Thursday, August 24, 2017

Actions, Not Words

Oh, the irony of being called “historically illiterate” by Dinesh D’Souza.  It’s enough to drive a sane person to drink.

This bit of sheer unadulterated nonsense came across my Facebook feed today while I was innocently searching for news of my friends’ lives.


Let’s just say, for the sake of argument, that the characterization of Robert E. Lee presented herein is accurate.  That he was a man of “unimpeachable integrity” and that he opposed both secession and slavery.  That he was a man of sufficient military skill that Lincoln wanted him to command the Union Army.  Sure.  Why not.  The job offer is objectively true, after all.  Let’s just start with that.

So what?

Here is the great lesson that Mr. D’Souza, a man whose own integrity is thoroughly impeachable, is trying to have you ignore with that little rant of his: 

You are what you do when it matters.

Your opinions, your beliefs, your previous record, are all irrelevant when it comes to crunch time.  You can say you oppose things, you can say you have integrity, you can wear all kinds of ribbons and medals and trinkets on your chest, you can be offered whatever job by whomever is offering, but the bottom line is that you are what you do when it matters, not what you say when it doesn’t and not what others say about you at any time.

Lee had a clear choice.  He could follow through on his supposed beliefs that slavery and secession were wrong.  He could uphold the oath he took as a military officer in the United States Army “to support and defend the Constitution of the United States against all enemies, foreign and domestic, [and] bear true faith and allegiance to the same.”  He could act with “unimpeachable integrity” and defend what he said he valued.

Or he could commit treason in the name of upholding human slavery.

The record is clear.

Lee, like so many of his southern fellow-travelers, chose treason.  He chose to support a pretender nation whose sole purpose was the perpetuation of human slavery (and if anyone is here tempted to give me the failed “states’ rights” argument for secession, please be advised that I am in fact professionally historically literate – malevolently so – and I will not be polite in dismissing your hallucinatory views as the revisionist trash that they are).  He chose to take up arms against the United States, to invade its territory, and to kill its citizens.
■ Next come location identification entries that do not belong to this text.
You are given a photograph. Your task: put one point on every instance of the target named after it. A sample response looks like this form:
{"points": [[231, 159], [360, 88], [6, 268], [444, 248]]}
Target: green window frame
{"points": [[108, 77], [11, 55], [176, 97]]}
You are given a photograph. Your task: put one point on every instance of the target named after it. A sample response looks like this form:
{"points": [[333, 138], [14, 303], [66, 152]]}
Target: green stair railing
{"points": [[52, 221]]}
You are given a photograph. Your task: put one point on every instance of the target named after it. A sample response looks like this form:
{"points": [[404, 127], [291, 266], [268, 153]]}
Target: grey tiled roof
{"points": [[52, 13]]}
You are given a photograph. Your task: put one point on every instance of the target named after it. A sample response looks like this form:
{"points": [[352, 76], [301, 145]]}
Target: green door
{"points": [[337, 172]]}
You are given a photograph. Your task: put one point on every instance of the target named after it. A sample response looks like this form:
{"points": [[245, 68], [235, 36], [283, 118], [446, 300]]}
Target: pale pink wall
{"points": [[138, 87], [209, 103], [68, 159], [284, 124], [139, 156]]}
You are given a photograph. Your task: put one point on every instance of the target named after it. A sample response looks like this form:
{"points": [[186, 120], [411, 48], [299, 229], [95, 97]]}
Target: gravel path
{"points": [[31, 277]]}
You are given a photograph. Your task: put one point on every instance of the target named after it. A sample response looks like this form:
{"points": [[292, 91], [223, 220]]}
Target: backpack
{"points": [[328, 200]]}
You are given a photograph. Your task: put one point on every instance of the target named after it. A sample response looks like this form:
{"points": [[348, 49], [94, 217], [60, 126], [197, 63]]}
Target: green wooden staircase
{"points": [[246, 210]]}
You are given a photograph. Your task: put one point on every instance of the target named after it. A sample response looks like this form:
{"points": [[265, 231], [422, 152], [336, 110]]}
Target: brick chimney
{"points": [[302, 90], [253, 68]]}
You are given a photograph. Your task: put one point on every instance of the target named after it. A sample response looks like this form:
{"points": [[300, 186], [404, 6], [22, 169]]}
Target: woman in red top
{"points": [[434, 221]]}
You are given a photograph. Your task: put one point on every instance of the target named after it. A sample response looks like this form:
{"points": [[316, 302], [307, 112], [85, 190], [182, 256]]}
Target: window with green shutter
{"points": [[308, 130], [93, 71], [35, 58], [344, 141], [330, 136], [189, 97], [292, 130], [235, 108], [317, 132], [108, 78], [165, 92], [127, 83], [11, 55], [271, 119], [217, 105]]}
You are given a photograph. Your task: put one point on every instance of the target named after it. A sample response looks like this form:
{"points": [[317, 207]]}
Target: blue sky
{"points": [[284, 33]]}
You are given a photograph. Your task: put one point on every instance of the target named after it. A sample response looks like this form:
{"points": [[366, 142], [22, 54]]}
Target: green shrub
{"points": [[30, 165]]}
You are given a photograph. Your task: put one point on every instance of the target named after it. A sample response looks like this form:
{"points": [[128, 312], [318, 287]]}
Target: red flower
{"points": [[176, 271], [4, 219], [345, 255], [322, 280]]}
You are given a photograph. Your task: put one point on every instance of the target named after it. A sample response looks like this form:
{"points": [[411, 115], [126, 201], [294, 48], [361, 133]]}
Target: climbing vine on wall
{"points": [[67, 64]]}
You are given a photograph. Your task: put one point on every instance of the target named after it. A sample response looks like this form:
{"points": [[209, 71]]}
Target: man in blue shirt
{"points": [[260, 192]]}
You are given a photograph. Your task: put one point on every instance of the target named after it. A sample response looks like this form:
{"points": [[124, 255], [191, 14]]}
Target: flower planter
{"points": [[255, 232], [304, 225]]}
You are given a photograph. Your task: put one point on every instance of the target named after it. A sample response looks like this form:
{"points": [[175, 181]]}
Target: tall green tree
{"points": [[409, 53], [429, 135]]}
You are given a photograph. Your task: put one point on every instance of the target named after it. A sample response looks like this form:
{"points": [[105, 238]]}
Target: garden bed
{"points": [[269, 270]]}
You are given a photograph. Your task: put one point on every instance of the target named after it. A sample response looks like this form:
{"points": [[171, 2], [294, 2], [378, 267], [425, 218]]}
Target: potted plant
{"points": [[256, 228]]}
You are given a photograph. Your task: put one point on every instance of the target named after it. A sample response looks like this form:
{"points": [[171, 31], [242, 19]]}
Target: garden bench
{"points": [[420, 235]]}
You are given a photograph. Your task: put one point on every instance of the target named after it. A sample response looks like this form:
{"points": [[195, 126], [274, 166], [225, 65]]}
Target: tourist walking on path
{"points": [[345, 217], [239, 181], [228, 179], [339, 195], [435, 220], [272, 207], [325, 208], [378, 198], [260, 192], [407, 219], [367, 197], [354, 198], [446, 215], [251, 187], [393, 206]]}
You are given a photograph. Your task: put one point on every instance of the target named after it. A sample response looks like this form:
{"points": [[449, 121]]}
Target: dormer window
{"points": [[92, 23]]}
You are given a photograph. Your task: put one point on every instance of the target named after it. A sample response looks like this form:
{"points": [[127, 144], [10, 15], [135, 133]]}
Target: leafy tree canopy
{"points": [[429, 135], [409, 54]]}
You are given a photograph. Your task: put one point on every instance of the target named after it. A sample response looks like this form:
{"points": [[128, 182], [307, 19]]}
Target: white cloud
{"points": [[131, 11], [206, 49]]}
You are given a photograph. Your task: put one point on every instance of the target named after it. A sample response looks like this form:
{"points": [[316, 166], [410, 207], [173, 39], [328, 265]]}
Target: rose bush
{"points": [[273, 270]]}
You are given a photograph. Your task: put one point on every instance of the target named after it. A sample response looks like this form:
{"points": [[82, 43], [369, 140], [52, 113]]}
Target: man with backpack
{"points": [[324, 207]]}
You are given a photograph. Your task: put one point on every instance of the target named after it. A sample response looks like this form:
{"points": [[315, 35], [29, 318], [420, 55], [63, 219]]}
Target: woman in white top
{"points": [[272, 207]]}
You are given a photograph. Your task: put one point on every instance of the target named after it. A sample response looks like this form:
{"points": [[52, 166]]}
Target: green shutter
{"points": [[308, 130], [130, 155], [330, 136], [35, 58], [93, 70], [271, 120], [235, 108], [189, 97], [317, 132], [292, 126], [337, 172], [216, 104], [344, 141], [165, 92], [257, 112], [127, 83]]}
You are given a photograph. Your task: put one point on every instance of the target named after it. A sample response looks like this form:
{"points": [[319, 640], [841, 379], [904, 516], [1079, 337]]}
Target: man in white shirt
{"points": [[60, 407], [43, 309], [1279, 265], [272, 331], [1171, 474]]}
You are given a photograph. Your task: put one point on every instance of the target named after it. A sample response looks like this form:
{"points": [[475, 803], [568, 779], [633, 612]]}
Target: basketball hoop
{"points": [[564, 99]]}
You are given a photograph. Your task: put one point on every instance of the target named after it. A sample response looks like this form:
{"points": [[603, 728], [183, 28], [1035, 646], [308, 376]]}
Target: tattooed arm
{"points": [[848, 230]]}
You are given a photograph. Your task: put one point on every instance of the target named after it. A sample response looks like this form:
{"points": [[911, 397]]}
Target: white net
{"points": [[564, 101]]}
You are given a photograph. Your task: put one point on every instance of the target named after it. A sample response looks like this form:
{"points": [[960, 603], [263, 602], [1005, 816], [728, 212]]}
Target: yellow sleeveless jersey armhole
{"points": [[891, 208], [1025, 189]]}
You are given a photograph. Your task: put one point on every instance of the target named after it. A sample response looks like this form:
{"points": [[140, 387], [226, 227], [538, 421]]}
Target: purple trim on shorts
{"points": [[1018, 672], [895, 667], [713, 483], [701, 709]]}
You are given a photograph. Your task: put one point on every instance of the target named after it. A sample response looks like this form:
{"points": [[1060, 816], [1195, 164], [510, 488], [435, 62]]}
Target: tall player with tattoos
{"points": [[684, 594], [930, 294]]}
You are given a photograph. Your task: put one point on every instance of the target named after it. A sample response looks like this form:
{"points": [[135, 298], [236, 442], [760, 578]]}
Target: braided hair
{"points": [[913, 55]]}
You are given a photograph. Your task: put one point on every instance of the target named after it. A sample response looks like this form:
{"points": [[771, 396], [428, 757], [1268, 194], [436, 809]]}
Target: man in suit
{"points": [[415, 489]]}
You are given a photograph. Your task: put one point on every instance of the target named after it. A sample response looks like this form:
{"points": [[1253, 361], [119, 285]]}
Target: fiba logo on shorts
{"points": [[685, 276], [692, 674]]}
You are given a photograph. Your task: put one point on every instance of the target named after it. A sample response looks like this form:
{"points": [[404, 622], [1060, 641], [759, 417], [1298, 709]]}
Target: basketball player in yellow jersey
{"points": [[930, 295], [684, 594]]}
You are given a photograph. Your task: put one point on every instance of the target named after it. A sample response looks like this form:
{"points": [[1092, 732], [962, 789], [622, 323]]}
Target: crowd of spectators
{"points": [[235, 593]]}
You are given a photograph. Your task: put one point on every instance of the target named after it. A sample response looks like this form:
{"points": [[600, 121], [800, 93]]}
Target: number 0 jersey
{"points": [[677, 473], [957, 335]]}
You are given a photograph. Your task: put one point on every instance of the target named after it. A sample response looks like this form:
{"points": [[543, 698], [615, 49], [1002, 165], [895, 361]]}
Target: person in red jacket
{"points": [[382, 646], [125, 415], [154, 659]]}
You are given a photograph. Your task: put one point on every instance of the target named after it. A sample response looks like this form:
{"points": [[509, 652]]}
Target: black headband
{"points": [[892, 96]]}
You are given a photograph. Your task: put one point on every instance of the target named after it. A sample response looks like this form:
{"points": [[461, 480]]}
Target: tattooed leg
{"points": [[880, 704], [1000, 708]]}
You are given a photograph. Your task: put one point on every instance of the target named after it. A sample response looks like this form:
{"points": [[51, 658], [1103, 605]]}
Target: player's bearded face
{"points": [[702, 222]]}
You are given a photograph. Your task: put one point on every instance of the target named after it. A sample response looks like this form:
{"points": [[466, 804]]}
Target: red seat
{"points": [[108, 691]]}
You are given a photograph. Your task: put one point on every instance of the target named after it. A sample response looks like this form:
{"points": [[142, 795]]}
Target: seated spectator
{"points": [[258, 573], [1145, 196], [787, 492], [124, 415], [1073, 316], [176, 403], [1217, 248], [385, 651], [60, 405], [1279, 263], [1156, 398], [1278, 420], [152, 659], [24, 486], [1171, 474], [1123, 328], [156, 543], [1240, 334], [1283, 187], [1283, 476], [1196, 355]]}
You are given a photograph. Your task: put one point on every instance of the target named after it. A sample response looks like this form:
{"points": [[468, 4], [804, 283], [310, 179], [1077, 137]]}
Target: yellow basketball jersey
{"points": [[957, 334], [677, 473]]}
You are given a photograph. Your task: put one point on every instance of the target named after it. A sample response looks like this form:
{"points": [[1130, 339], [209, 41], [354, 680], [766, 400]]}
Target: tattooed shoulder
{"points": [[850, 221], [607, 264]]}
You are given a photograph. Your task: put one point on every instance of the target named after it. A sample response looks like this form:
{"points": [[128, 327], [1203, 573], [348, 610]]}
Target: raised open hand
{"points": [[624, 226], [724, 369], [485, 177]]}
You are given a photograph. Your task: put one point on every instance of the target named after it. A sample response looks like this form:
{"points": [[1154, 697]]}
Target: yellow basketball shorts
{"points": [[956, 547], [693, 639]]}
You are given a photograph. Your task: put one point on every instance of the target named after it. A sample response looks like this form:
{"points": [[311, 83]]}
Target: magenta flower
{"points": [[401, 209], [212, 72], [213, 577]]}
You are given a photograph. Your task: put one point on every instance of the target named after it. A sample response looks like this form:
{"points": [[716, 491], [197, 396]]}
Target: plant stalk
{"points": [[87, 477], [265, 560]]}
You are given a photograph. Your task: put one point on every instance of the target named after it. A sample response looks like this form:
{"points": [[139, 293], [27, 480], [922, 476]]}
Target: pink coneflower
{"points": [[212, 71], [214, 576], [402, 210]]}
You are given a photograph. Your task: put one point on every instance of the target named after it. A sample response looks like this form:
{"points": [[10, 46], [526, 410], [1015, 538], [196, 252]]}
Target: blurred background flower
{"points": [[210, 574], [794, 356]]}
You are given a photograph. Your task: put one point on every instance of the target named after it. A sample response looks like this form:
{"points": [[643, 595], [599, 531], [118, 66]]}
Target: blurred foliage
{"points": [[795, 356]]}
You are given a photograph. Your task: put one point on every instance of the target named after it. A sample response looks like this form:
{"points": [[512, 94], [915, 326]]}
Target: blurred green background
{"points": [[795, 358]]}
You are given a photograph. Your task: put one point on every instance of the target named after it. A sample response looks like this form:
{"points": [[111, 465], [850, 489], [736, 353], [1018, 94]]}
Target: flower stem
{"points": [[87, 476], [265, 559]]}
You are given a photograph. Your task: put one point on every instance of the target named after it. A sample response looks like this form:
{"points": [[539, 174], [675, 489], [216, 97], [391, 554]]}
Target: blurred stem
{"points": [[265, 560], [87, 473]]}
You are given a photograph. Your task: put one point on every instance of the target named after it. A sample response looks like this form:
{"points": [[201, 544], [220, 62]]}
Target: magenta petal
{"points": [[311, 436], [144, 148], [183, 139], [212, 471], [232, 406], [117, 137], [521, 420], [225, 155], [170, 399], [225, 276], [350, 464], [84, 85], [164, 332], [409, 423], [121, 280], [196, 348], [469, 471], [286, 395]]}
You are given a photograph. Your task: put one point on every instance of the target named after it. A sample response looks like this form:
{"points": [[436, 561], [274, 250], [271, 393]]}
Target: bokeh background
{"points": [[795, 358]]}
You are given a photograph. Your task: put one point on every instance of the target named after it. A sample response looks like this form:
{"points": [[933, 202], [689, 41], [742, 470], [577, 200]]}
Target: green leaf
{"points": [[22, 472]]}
And he did so knowing full well what it meant.

It is the historically illiterate who refuse to see this, who choose to whitewash this crime and insist that Lee is somehow a figure to be honored by patriotic Americans.  Treason is not honorable, and all the slavering nonsense spilled in its defense can’t change that.

You are what you do when it matters, and Lee chose slavery and secession.

To say otherwise is historically illiterate.

5 comments:

LucyInDisguise said...

Oh, yeah? What about the whole states ... wait, what?

malevolent |məˈlevələnt|
adjective
having or showing a wish to do evil to others: the glint of dark, malevolent eyes

Okay, you win. Nice word, malevolent. One eye short of a violent male. Seriously can not wait for the show to begin.

Let me get the popcorn ready - do I need to buy a ticket?

Lucy

LucyInDisguise said...

Oh, and about that honorific in front of D’Souza's name - I do not believe he has ever earned the right to be referred to as Mister.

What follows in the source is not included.